Prices of arable land in Britain rose 28% last year to about GBP 3,446, or roughly $6,800, an acre, according to Savills PLC, a real- estate services firm based in London. In contrast, prices of residential property in the United Kingdom rose between 6.5% and 7% last year, says the agent, while those of commercial property fell 8.6%, according to the London real-estate-information firm IPD.

With farmland prices surging, "we've got investors and buyers desperate to get into the market," says Liam Bailey, head of research at British estate agent Knight Frank. But the volume of land that comes on the market is in short supply compared with the new demand from investors and farmers attracted by potential profits.

U.S. money manager BlackRock Inc. in October started a London-based agricultural hedge fund to invest in commodities, equities and farmland, beginning with land in Britain. The fund had assets of $253 million in January, according to a memo sent to investors.

Though BlackRock is focusing on British farms, the move makes sense broadly, says Mohammed Kamal Syed, chief executive of Axiom Funds, a London money manager that invests in hedge funds, including BlackRock's agricultural fund. "We believe agriculture is in a secular bull market," Mr. Syed says.

Braemar Group PLC, a residential-property company based in Cheshire, is raising money for a GBP 20 million fund to invest in British farmland. The company has contracted with a farm manager, Humberts, to run the farms, which will grow cereal crops suitable to convert into biofuel.

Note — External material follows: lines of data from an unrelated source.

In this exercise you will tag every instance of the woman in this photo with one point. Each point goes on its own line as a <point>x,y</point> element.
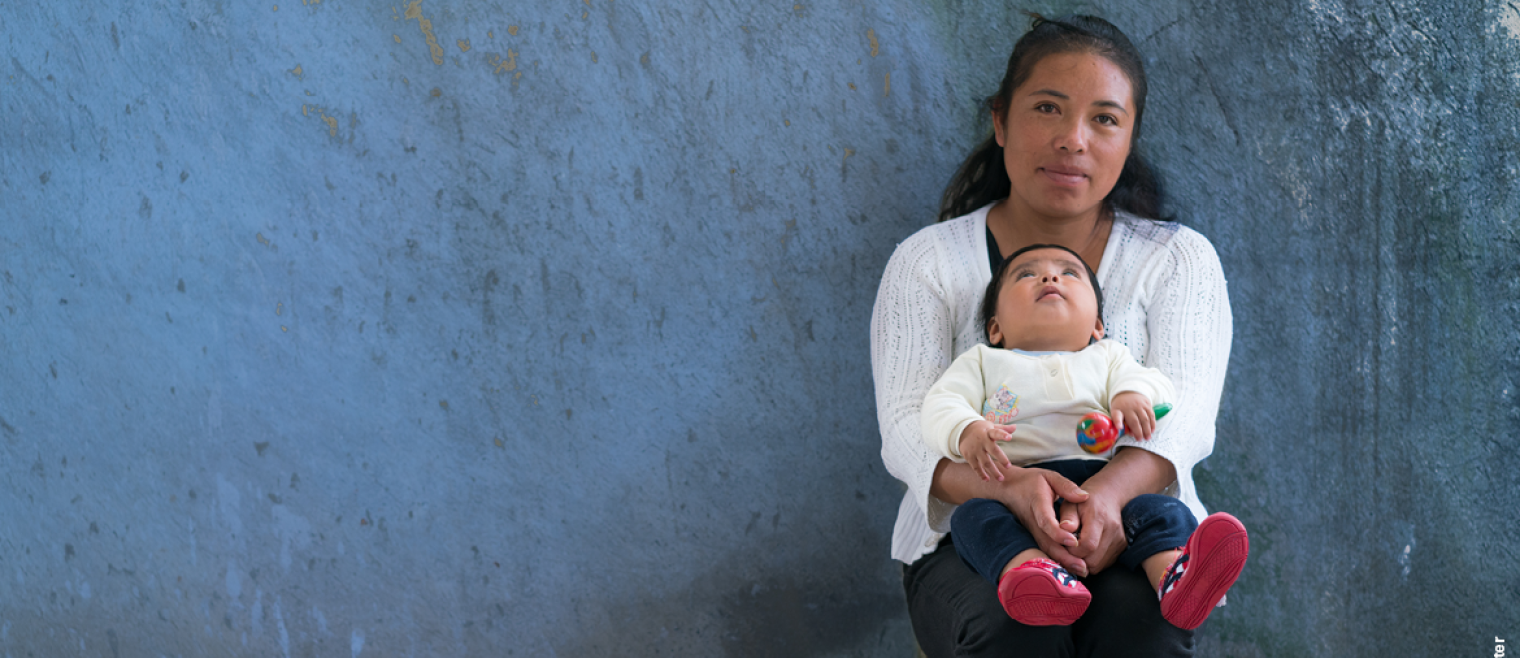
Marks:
<point>1060,167</point>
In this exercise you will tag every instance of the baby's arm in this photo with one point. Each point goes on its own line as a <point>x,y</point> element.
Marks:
<point>1133,414</point>
<point>979,447</point>
<point>1134,389</point>
<point>952,423</point>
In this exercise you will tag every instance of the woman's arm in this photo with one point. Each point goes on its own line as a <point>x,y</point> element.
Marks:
<point>912,341</point>
<point>1189,332</point>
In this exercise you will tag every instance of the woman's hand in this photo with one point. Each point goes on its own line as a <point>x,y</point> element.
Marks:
<point>1029,493</point>
<point>1133,471</point>
<point>979,447</point>
<point>1101,529</point>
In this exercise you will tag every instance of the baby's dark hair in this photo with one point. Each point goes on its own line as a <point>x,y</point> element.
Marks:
<point>990,300</point>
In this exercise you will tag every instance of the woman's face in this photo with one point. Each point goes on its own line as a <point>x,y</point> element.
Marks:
<point>1066,136</point>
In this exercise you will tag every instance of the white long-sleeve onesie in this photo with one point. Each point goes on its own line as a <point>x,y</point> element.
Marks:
<point>1163,298</point>
<point>1046,395</point>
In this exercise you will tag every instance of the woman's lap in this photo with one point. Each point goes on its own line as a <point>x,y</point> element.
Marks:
<point>955,613</point>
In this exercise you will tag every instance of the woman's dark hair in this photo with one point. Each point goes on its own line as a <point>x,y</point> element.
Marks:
<point>996,286</point>
<point>984,178</point>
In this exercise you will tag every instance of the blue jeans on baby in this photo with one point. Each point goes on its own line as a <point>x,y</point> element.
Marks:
<point>987,535</point>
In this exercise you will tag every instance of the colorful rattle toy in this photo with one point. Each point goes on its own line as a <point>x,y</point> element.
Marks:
<point>1096,432</point>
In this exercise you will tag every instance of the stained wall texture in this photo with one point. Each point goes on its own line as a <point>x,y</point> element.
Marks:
<point>446,327</point>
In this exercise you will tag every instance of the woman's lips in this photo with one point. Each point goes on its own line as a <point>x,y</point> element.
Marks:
<point>1064,177</point>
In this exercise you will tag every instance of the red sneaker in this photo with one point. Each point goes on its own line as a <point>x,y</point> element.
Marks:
<point>1040,593</point>
<point>1201,576</point>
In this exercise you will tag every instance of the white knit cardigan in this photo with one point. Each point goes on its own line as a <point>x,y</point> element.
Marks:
<point>1163,297</point>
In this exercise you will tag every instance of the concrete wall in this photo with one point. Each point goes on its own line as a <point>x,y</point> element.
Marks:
<point>462,329</point>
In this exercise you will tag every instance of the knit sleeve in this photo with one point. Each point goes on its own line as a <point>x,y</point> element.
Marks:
<point>1189,332</point>
<point>952,404</point>
<point>912,335</point>
<point>1127,374</point>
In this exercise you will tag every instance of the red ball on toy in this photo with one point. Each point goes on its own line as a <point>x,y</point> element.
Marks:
<point>1096,432</point>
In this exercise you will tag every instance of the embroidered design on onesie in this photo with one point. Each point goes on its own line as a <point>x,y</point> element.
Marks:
<point>1002,406</point>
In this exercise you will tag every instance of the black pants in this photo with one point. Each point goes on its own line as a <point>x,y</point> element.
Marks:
<point>988,535</point>
<point>956,613</point>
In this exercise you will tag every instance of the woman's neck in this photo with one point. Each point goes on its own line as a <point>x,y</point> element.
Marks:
<point>1086,234</point>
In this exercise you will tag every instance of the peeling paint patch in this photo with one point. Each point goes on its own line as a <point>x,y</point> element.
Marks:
<point>509,64</point>
<point>415,12</point>
<point>1510,17</point>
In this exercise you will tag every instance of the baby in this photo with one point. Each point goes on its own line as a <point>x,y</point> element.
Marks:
<point>1048,365</point>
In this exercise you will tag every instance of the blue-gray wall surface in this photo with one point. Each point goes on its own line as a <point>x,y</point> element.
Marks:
<point>447,327</point>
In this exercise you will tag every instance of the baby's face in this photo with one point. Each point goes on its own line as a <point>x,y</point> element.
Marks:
<point>1046,303</point>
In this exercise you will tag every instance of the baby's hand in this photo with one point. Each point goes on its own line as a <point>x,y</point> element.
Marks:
<point>979,447</point>
<point>1133,414</point>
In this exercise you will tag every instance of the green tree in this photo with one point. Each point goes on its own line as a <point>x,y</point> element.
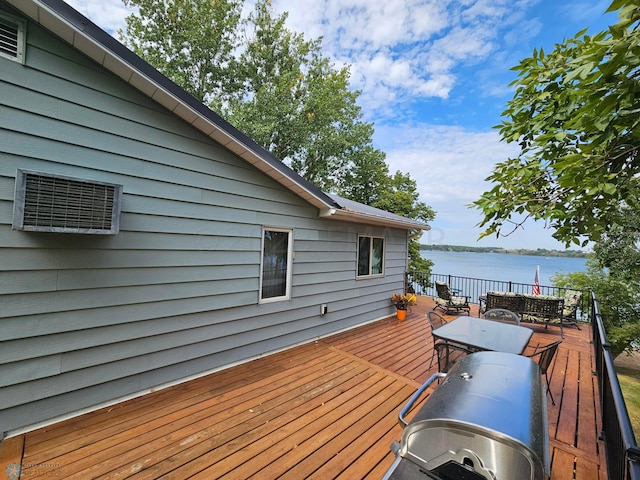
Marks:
<point>279,89</point>
<point>575,117</point>
<point>294,102</point>
<point>190,41</point>
<point>619,302</point>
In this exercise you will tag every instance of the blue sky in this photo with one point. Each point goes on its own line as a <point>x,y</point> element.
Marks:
<point>434,77</point>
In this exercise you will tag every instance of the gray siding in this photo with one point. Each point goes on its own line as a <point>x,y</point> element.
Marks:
<point>89,319</point>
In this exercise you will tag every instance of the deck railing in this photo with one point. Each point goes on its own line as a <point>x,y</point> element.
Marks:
<point>622,451</point>
<point>476,287</point>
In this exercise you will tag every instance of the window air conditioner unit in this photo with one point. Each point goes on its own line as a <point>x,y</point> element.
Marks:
<point>55,203</point>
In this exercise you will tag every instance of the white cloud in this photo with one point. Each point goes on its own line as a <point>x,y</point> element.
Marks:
<point>107,14</point>
<point>423,62</point>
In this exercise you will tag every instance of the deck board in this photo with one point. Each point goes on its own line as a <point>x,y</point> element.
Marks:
<point>327,409</point>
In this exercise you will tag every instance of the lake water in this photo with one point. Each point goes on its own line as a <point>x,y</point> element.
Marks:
<point>502,266</point>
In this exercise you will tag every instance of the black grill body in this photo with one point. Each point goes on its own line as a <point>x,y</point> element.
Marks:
<point>486,421</point>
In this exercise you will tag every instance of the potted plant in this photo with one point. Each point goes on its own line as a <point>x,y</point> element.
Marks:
<point>402,301</point>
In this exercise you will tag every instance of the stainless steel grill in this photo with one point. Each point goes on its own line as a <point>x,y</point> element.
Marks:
<point>486,421</point>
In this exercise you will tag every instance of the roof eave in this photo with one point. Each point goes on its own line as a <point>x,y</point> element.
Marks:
<point>88,38</point>
<point>358,217</point>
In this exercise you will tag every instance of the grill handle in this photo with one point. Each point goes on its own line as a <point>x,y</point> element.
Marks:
<point>416,395</point>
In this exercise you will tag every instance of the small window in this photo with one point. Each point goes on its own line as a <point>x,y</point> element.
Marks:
<point>370,256</point>
<point>12,37</point>
<point>275,278</point>
<point>54,203</point>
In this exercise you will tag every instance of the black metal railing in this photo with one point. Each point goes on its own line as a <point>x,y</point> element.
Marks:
<point>622,452</point>
<point>474,288</point>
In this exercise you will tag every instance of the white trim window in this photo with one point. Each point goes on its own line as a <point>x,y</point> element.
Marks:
<point>370,256</point>
<point>275,271</point>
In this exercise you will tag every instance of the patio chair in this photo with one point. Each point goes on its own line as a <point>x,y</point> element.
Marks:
<point>572,299</point>
<point>448,302</point>
<point>436,321</point>
<point>503,315</point>
<point>449,354</point>
<point>545,354</point>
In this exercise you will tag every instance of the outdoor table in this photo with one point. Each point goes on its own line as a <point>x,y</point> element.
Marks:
<point>482,334</point>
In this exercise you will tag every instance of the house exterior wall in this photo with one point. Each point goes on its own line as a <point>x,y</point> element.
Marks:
<point>89,319</point>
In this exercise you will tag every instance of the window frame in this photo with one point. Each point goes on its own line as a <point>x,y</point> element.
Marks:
<point>371,256</point>
<point>289,265</point>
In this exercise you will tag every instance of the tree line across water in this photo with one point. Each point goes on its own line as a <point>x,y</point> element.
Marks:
<point>540,252</point>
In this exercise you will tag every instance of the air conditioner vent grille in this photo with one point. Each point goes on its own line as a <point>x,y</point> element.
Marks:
<point>12,37</point>
<point>9,39</point>
<point>61,204</point>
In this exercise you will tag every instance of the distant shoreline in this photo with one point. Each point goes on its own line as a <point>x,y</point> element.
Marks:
<point>539,252</point>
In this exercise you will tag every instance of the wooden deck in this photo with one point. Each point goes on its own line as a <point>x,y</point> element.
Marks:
<point>323,410</point>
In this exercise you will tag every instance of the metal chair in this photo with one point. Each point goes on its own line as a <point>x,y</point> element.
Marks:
<point>436,321</point>
<point>545,354</point>
<point>502,314</point>
<point>448,302</point>
<point>449,354</point>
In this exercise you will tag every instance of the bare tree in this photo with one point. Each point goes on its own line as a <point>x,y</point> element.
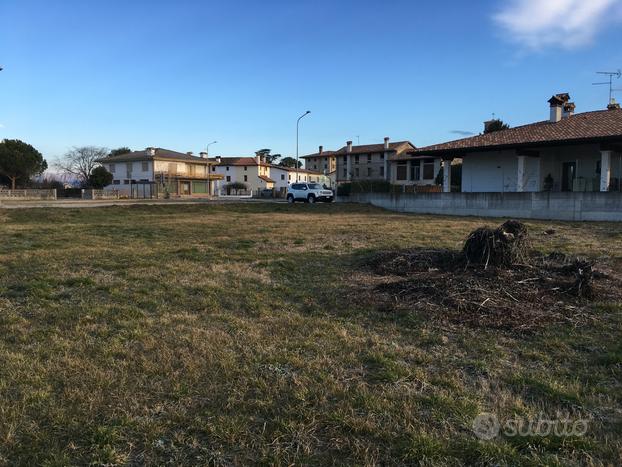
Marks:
<point>80,162</point>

Whether funds will be able to invest in British land in a significant way remains a question. Only about 180,000 acres of farmland are openly marketed in the U.K. each year, down about 30% from the late 1990s, says Crispin Holborow, head of Savills's farm agency. "The difficulty for the sums in investing in the U.K. is it's hard for investors to buy land. It's difficult to find," he says.

Savills is working on devising lease-back arrangements, so that farmers who own land can sell it to investors and continue to farm it. But so far no such structure is in place, he says.

Some investors use tenant farmers. For example, Grainger PLC, a British residential-property company, in January bought a 5,200-acre estate in Staffordshire -- complete with 60 houses and cottages, an 8,000-square-foot manor house in need of repairs and the ruins of a 15th-century abbey tower -- for GBP 34.6 million. The Ranton Estate, formerly owned by the late Lord Lichfield, a cousin to Queen Elizabeth II, will give Grainger annual rent of GBP 762,000 from the tenants and farmers already on the estate, along with some immediate trading opportunities and long-term exposure to rural property, says Michael Lamyman, acquisitions director at Grainger.

"We've only owned it about a week, and we've been getting a lot of calls from neighboring farmers that want to buy more land just so they can expand their acreage," Mr. Lamyman says. Though the company will likely make some quick sales, he says it will hold on to most of the land "just because we feel that land prices will continue to rise."